Once some of the brightest stars in the SoftBank constellation, Uber and WeWork now number among its worst performers. SoftBank is planning to take a writedown to its Vision Fund of at least $5 billion to reflect a plunge in their value, according to people with knowledge of the matter. Son is likely to address the subject when the Japanese conglomerate reports results Nov. 6. SoftBank’s shares slid 1.2% on Friday -- their lowest since January and marking a fourth straight day of losses.
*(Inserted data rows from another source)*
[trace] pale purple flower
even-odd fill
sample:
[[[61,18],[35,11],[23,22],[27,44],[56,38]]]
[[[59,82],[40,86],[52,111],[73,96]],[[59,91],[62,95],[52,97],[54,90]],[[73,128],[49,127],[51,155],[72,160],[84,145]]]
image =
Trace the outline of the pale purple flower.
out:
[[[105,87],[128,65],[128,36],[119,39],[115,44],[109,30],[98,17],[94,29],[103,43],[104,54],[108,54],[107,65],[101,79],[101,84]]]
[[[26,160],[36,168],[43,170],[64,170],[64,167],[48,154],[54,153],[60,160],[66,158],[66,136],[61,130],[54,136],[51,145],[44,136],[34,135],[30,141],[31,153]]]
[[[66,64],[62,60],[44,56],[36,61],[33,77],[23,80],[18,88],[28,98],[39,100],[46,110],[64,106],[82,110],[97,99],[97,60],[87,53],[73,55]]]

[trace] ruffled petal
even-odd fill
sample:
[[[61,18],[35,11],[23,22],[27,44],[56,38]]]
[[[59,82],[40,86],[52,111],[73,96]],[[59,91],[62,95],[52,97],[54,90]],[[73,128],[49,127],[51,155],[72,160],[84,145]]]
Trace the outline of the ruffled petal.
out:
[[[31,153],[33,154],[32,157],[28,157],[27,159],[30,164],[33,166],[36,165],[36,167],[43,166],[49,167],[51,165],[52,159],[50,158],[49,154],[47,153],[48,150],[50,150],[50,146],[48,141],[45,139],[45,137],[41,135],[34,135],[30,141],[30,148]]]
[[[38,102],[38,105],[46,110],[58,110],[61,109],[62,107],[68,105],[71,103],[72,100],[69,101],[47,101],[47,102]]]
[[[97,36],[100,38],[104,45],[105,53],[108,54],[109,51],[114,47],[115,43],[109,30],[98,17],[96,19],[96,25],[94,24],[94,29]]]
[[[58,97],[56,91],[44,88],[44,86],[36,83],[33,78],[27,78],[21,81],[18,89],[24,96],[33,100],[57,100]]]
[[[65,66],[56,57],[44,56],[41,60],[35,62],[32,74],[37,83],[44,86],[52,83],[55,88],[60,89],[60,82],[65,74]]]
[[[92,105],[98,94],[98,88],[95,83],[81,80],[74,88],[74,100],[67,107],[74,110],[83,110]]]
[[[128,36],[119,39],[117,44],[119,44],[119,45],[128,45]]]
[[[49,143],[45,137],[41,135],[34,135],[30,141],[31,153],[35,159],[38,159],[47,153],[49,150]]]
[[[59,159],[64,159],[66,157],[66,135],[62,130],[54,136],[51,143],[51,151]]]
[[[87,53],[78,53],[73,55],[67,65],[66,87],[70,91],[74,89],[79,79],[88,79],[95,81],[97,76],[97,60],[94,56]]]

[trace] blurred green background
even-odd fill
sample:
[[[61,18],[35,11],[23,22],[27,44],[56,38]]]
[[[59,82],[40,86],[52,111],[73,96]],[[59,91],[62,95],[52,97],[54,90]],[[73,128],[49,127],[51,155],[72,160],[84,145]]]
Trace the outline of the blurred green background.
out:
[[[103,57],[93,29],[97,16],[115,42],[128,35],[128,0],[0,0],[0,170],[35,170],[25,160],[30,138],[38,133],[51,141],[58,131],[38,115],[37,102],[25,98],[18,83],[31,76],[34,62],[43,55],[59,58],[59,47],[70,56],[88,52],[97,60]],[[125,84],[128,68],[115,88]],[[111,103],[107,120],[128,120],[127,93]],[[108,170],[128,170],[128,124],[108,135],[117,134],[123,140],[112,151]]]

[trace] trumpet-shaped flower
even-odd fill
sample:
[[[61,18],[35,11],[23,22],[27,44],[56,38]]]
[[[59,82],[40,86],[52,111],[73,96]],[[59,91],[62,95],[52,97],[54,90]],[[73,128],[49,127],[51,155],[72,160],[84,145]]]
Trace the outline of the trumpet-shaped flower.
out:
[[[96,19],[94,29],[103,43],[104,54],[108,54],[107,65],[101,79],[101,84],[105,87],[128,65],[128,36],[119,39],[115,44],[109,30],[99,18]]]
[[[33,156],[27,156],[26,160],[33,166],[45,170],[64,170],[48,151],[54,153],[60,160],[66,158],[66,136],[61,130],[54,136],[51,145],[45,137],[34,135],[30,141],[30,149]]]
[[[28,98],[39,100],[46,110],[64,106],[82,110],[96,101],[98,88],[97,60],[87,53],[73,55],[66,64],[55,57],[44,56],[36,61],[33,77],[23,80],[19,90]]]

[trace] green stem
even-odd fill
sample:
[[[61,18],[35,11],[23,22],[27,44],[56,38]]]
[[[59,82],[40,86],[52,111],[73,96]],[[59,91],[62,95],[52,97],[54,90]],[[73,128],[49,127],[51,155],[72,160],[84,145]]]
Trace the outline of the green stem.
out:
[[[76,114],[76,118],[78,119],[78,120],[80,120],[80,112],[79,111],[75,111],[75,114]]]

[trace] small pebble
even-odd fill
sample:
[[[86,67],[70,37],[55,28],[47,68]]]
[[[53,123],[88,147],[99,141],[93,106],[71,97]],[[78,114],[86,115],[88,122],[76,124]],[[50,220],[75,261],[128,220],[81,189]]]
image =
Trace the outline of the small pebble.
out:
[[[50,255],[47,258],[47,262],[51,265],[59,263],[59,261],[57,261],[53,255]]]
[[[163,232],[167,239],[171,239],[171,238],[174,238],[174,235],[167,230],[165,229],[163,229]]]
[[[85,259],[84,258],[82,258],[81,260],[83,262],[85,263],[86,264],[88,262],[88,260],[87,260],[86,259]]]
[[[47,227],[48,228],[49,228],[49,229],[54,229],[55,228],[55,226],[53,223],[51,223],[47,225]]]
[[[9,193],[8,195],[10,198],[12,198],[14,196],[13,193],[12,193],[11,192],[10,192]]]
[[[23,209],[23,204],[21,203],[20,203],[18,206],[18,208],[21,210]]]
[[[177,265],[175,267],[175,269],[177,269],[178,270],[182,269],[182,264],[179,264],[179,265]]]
“Turns out we were naive to believe that zero is the floor” for WeWork’s worst case scenario, Atul Goyal, an analyst at Jefferies, wrote in a report. “In hindsight, those assumptions were misplaced as the risks have increased.”

Key Insights

  • SoftBank has said the capital infusion doesn’t give it a majority of voting rights and WeWork will be treated as an associate, not a subsidiary. But WeWork’s losses and liabilities are likely to weigh on the company’s financials, regardless of how it chooses to account for them, Goyal wrote.
  • The company may face increased reputation risk, because of WeWork’s weak governance standards and financial indiscipline. Because the Vision Fund didn’t take park in the additional investment, SoftBank shareholders shoulder more of the burden.
  • SoftBank may be reluctant to exit similar situations in the future and needs to clarify its strategy for failed investments.